Shelter
A Between-Houses Interlude
By Karlene Bayok Edwards
Photos Courtesy of Karlene Bayok Edwards
I returned from college that summer of 1972, not to our McCall home, which had been sold, nor to our Jughandle Mountain home, which Dad was still building, but to a small lakeside cabin east of McCall, generously lent to us by Harley and Elizabeth Mathisen.
The Mathisens were long-time friends of my parents, Joe and Marcella Bayok, and were like family to us. When Mother graduated from high school in 1935, she boarded with Harley and Elizabeth while she attended Boise Business College.
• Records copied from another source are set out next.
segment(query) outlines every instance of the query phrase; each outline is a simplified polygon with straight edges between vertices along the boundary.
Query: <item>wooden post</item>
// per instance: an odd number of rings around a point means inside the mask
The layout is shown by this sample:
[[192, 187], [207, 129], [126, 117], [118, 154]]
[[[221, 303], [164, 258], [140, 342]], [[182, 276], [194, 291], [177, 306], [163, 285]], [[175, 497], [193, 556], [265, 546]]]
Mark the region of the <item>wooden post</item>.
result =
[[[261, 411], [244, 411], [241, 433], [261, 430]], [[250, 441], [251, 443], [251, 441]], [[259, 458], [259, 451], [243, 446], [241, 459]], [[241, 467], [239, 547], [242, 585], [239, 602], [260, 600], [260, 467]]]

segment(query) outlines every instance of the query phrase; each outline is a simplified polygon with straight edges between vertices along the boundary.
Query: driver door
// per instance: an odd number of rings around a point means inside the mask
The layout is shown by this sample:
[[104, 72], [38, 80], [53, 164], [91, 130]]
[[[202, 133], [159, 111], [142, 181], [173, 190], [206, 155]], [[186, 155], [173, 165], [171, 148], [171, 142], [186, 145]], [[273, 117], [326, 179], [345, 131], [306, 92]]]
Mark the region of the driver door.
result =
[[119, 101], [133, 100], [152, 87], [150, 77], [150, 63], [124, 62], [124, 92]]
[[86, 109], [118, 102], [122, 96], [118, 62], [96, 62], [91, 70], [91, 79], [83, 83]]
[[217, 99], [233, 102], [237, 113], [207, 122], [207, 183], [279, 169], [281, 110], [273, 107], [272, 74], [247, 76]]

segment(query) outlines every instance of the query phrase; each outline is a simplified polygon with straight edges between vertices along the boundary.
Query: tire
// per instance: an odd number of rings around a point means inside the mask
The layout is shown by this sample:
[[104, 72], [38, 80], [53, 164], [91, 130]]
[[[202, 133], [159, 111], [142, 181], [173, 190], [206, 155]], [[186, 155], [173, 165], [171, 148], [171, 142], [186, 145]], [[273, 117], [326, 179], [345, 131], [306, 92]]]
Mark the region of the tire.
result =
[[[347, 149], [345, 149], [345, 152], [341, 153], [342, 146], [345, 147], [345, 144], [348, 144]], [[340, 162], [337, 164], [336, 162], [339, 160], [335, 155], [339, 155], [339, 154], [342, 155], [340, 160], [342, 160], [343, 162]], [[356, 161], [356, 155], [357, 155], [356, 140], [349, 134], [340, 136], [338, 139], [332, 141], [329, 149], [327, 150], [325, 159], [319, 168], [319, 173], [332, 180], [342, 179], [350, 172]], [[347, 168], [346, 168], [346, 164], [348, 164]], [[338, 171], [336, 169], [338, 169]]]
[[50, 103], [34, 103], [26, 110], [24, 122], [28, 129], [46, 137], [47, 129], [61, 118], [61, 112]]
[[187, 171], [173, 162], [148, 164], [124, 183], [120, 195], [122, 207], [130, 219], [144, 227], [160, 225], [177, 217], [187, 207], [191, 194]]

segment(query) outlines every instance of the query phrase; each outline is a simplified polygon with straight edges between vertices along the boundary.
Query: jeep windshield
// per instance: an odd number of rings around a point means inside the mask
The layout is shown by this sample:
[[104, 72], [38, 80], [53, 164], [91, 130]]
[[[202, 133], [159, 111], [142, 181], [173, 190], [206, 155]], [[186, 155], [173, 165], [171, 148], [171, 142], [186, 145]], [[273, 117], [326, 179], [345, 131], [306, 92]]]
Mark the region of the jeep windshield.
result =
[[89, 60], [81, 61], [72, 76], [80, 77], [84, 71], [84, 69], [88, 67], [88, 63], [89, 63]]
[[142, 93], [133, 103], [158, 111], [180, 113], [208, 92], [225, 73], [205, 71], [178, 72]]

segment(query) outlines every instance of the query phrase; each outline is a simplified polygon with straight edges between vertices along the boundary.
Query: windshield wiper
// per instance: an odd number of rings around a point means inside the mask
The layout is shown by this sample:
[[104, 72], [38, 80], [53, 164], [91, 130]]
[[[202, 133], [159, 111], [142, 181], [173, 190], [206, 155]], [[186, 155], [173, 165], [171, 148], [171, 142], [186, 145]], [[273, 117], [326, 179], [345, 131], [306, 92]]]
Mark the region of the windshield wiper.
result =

It was Elizabeth who convinced Mother that Dad was good husband material, and when my parents married in 1939, Elizabeth sang, “I Love You Truly” at their wedding. In 1950, when Harley and Elizabeth were building their summer cabin beside Pilgrim Cove, Dad helped with the heavier construction, while their daughter Frances and her college girlfriend slept in sleeping bags in the yet-unfinished, upper story of our house in McCall. These were the threads connecting us to that summer when the Mathisen cabin became our refuge.
We worked hard those weeks—Dad and my younger brother Ron on the Jughandle house, Mother at the Forest Service, and I at the Kitchen Café—and we looked forward to each day’s cabin homecoming: to boisterous blue-jays and squirrels in the spruce trees, to waves lapping in the cove, and sunsets burnishing the water, and to piecing puzzles together and competing at Scrabble or Canasta. We kept score meticulously and reveled in the rare moments when one of us managed to beat Dad.